Путь к Брехту | страница 24



Конечно, пример с Гитлером - только самая крайняя точка на прямой брехтовской критики техники вживания. Но нам очень важно не потерять ее из виду, так как иначе мы не поймем до конца причины, по которым Брехт был так подозрителен к сценической иллюзии, к той технике исполнения, при которой вжившийся в, роль актер идентифицируется с созданным им образом и властно втягивает зрителя в водоворот своих сценических эмоций. Именно фашизм, доведший до таких разрушительных выводов ницшевскую апологию "царственного инстинкта" и надморальной чувственности, и побудил Брехта, как он сам не раз пояснял, "к особенно резкому подчеркиванию рационального начала".

Разве не в том, чтобы, вырвав зрителя из нирваны расслабляющего созерцания, вынудить его анализировать, проверять, спорить, искать правильных решений и, отбрасывая иллюзии, срывая маски, прорываясь через минные поля опасных банальностей, заставить его пробираться к правде, - и состояла главная цель театра, о котором мечтал Брехт? Недаром он говорил, что его театр должен быть театром "для людей, решивших взять свою судьбу в собственные руки" (II, 474). Немецкая социалистическая революция, на пути к которой стояли кризисы и хаос Веймарской республики, кровь и грязь фашизма, пожар второй мировой войны, нуждалась в художниках, обладающих не только ярким революционным порывом, но и смелой, ясной мыслью, волей к беспощадному анализу, величайшей трезвостью, уверенной ясностью.

Таким художником и стал Брехт. В "Малом органоне" он писал: "При виде лживого изображения общественной жизни на театральных подмостках... мы поднимали голос, требуя научной точности изображения, а наблюдая безвкусные упражнения гурманов, готовящих "лакомства для глаз и души", мы во весь голос требовали той красоты, которая присуща логике таблицы умножения" (II, 174-175).

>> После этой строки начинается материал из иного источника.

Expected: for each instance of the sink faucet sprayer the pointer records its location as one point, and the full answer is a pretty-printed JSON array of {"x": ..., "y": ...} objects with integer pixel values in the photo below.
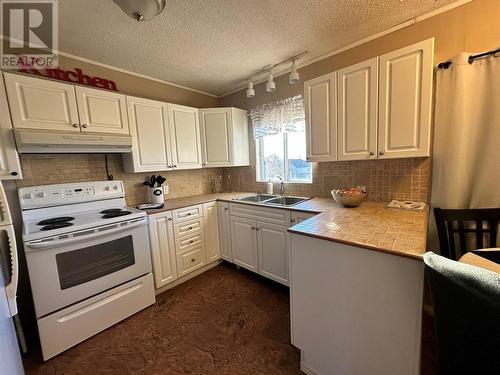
[{"x": 282, "y": 185}]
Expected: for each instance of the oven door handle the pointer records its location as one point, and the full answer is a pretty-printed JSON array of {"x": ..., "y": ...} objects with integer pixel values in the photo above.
[{"x": 43, "y": 244}]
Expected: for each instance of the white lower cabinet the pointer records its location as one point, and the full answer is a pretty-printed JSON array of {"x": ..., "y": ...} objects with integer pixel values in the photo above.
[
  {"x": 260, "y": 246},
  {"x": 161, "y": 234},
  {"x": 244, "y": 243},
  {"x": 211, "y": 229},
  {"x": 225, "y": 231},
  {"x": 273, "y": 249}
]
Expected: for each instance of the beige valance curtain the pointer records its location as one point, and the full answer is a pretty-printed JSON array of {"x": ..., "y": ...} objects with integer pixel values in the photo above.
[
  {"x": 285, "y": 115},
  {"x": 466, "y": 158}
]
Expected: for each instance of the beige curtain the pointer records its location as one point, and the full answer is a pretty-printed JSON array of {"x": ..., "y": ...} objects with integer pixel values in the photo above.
[{"x": 466, "y": 158}]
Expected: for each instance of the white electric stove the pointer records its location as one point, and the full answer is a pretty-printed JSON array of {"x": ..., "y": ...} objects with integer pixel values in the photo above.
[{"x": 88, "y": 259}]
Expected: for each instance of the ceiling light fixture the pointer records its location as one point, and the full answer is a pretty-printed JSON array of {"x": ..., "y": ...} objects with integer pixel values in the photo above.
[
  {"x": 141, "y": 10},
  {"x": 270, "y": 85},
  {"x": 293, "y": 77},
  {"x": 250, "y": 90}
]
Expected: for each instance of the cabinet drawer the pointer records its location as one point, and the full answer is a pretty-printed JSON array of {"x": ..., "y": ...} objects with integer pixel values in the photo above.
[
  {"x": 187, "y": 213},
  {"x": 190, "y": 260},
  {"x": 188, "y": 228},
  {"x": 269, "y": 215},
  {"x": 189, "y": 241}
]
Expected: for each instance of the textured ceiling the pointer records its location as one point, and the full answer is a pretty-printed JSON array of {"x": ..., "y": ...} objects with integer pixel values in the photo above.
[{"x": 211, "y": 45}]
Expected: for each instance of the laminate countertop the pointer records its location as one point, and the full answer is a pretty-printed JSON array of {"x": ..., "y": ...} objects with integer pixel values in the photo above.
[{"x": 371, "y": 225}]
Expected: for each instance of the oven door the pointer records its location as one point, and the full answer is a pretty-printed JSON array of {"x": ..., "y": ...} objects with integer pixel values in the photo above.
[{"x": 67, "y": 269}]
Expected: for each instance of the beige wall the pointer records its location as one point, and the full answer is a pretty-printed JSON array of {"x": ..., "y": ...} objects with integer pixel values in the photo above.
[
  {"x": 472, "y": 27},
  {"x": 134, "y": 85}
]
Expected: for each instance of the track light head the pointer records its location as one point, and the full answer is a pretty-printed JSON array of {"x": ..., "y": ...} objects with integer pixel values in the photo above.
[
  {"x": 270, "y": 85},
  {"x": 294, "y": 76},
  {"x": 250, "y": 90}
]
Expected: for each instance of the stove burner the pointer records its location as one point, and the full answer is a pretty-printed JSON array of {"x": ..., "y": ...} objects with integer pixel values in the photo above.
[
  {"x": 111, "y": 211},
  {"x": 57, "y": 220},
  {"x": 56, "y": 225},
  {"x": 116, "y": 214}
]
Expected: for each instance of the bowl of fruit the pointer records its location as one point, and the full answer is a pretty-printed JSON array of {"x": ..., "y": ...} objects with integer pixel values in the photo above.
[{"x": 349, "y": 197}]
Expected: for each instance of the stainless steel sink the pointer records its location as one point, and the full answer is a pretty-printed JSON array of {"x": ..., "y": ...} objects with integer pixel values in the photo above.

Так "возникло стремление создать театр эпохи науки" (II, 175), в котором собрались бы политические единомышленники, одинаково осознавшие, что "одних благородных убеждений недостаточно - нужно еще приобрести знания и овладеть определенным методом" (I, 169). И в этом театре борющегося и побеждающего разума, где все, по выражению одного немецкого интерпретатора Брехта, было "насквозь рационализировано" ("durchrationalisiert"), меньше всего было как раз холодной и размеренной рассудочности, сухости. Истинное своеобразие Брехта ведь в том и состоит, что, доведя до последнего заострения свою программу аналитического театра, он и в "Мамаше Кураж", и в "Добром человеке из Сычуани", и в "Кавказском меловом круге", и в "Жизни Галилея" был _поэтом_, чья отточенная до ясного блеска мысль облекалась в одежды щедрой и чувственно насыщенной фантазии. Поэтическое великолепие образов, в которых предстают обычно его режиссерские и драматургические идеи, так покоряюще неистощимо, что если сам Брехт и полагал, что его театр "с презрением отверг культ прекрасного, который подразумевал неприязнь к учению и пренебрежение пользой" (II, 175), то мы со своей стороны можем сказать, что его пьесы и спектакли, во всяком случае лучшие из них, построены всегда и _по законам красоты_ и дают и нашему юмору, и нашей жажде чувственной конкретности изображения, и нашему воображению пищу не менее богатую, чем нашей анализирующей мысли.